I remind myself there are other Dorians in this world besides the one I met last summer.

The odds of that Dorian being this Dorian are slim to none.

Laughably impossible.

On a planet of eight billion people, it would take divine intervention for the two of us to wind up on the same island for a summer, and I’ve never been a believer in fate or destiny or anything that suggests our future isn’t in our own hands.

The sensation of Burke’s stiff hand on the small of my back steals me from my runaway thoughts, and I follow Redmond and Nicola to a dining room down the hall, where walls of open windows usher in an evening sea breeze that complements the savory scents wafting from the kitchen.

Burke pulls out my chair before situating himself between me and his father.

Nicola settles Redmond at the head of the table, then hurries to the spot directly across from me—a move I can’t help but feel is intentional based on the scrutinizing glances she continues to throw my way when she thinks I’m not paying attention.

My stomach rumbles as staff place baskets of warm bread on the table and begin pouring ice water into glasses much too extravagant for such a simple beverage.

A girl could get used to this . . .

“There they are.” Nicola wears a genuine smile for the first time as her husband ushers in a boy and a girl who can’t be more than eight or nine.

The young girl is the spitting image of her mother—long and lithe with stick-straight dark hair that drips down to the middle of her back. She wears a wide sky-blue velvet bow on the back of her head and a gauzy empire-waist cotton dress the color of snow. The son, identical to his father from their shared sandy-blond hair to their matching aquiline noses, scans the room, his curious gaze landing on me.
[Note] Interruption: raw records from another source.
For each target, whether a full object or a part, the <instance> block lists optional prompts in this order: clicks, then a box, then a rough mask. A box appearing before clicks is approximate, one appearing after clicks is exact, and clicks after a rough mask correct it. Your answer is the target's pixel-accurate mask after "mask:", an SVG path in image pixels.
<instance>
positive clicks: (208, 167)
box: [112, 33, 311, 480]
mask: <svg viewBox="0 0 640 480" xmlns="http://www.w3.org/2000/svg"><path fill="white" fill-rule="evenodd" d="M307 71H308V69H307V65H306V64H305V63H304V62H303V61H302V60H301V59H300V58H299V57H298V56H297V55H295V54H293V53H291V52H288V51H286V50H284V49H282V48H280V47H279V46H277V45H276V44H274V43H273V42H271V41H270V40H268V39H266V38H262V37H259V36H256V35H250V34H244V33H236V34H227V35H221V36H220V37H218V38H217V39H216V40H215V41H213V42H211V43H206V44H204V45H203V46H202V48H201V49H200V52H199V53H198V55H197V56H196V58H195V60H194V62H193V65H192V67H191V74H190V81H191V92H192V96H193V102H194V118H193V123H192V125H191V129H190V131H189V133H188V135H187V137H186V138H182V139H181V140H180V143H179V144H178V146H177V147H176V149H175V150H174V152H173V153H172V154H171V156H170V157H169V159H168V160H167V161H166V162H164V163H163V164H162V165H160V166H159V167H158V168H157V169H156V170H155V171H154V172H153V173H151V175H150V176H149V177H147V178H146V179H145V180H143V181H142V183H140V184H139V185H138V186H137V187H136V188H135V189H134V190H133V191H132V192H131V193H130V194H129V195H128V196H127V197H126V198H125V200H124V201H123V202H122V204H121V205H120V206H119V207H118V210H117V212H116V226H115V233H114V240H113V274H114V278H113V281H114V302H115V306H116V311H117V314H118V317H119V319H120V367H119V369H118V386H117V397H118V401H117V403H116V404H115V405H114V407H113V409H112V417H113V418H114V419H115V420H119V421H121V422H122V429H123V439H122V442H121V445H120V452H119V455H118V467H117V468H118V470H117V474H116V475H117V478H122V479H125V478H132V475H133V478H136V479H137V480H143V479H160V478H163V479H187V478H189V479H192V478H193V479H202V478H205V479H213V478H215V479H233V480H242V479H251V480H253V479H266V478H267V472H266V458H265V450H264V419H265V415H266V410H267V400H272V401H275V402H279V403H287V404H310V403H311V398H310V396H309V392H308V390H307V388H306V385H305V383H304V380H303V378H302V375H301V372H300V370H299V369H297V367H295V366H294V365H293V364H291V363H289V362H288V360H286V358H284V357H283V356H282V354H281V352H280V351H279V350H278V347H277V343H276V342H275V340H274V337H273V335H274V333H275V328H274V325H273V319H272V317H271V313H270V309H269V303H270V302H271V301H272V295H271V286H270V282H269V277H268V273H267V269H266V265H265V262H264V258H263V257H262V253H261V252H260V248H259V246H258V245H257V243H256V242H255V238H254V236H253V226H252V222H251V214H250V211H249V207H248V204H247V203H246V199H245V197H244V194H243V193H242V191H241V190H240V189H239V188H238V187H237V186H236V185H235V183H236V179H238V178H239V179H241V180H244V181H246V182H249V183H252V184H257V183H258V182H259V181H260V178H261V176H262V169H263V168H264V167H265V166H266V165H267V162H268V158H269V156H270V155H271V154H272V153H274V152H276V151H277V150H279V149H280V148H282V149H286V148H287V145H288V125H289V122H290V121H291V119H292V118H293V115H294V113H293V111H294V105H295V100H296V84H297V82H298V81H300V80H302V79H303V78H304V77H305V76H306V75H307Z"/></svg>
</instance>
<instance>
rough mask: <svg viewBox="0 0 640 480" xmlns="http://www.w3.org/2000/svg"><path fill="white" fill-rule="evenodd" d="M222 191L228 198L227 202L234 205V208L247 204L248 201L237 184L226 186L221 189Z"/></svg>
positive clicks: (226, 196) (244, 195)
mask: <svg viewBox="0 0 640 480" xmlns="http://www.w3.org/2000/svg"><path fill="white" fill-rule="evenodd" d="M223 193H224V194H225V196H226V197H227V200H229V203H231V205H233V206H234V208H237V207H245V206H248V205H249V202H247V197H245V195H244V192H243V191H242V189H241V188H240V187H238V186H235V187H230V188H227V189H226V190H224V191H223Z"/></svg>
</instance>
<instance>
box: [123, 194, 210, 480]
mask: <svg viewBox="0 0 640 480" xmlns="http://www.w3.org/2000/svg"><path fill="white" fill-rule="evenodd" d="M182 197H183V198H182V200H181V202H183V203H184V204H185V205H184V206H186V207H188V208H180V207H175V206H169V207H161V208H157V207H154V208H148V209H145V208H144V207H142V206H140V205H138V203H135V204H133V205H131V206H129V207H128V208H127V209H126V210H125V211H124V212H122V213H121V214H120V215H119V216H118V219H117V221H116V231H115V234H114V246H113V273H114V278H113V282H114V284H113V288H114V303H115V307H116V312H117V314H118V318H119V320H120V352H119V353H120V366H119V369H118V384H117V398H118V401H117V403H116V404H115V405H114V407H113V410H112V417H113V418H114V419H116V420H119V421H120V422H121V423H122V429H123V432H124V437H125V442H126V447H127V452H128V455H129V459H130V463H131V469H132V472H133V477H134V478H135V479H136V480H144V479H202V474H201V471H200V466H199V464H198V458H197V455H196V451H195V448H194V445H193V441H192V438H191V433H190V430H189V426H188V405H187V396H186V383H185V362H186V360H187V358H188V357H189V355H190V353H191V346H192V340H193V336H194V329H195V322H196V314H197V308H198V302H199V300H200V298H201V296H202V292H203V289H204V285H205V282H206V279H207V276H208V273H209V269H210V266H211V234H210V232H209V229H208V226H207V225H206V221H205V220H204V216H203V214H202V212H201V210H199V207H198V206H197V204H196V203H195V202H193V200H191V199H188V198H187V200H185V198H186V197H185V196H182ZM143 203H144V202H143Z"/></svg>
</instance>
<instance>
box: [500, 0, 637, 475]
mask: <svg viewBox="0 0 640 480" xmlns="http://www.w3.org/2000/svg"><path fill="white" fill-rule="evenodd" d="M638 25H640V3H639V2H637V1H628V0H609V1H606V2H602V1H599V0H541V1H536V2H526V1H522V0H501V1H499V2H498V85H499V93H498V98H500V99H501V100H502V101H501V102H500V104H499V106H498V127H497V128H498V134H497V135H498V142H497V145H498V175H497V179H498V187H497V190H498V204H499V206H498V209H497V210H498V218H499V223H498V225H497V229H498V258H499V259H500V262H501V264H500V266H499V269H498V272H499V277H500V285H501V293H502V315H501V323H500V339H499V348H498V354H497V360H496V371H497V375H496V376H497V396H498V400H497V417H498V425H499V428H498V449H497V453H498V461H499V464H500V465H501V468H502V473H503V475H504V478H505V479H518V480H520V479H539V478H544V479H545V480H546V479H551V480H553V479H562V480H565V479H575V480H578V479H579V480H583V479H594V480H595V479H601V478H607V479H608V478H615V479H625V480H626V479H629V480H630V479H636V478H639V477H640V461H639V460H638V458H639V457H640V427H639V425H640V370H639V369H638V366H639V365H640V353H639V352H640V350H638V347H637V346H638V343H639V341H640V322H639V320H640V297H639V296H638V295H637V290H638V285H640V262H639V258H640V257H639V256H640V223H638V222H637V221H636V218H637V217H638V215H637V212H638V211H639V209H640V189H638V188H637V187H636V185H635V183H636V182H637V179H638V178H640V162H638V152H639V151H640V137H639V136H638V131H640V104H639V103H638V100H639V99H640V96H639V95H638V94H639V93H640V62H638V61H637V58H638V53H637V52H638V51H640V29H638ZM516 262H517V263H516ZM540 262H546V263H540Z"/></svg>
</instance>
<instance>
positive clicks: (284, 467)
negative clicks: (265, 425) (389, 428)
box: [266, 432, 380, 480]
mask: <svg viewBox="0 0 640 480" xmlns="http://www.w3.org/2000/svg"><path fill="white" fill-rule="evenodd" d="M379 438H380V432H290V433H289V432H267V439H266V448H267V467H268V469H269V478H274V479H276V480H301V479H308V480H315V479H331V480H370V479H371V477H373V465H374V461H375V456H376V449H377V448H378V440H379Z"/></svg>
“Take a seat, my loves. I’m sure you’re famished,” she says with a sweetness in her tone that could rival a kindergarten teacher’s lilt any day of the week.

The children don’t fight over who sits where; they simply take two chairs at the far end of the table—a few spots down from where the adults are sitting.

“Augustine, Remy,” she says to the kids. “Meet your uncle’s . . . fiancée . . . Briar.”

She says the word “fiancée” as if it leaves a sour taste on her tongue, but I don’t take it personally. Maybe if we were truly engaged and I was madly in love with her brother, her coolness toward me would sting, but for now, I’m emotionally bulletproof, so it ricochets off me.

And to be honest, if I had a wealthy brother who showed up engaged to some random woman after ending a three-year relationship, I’d be skeptical too.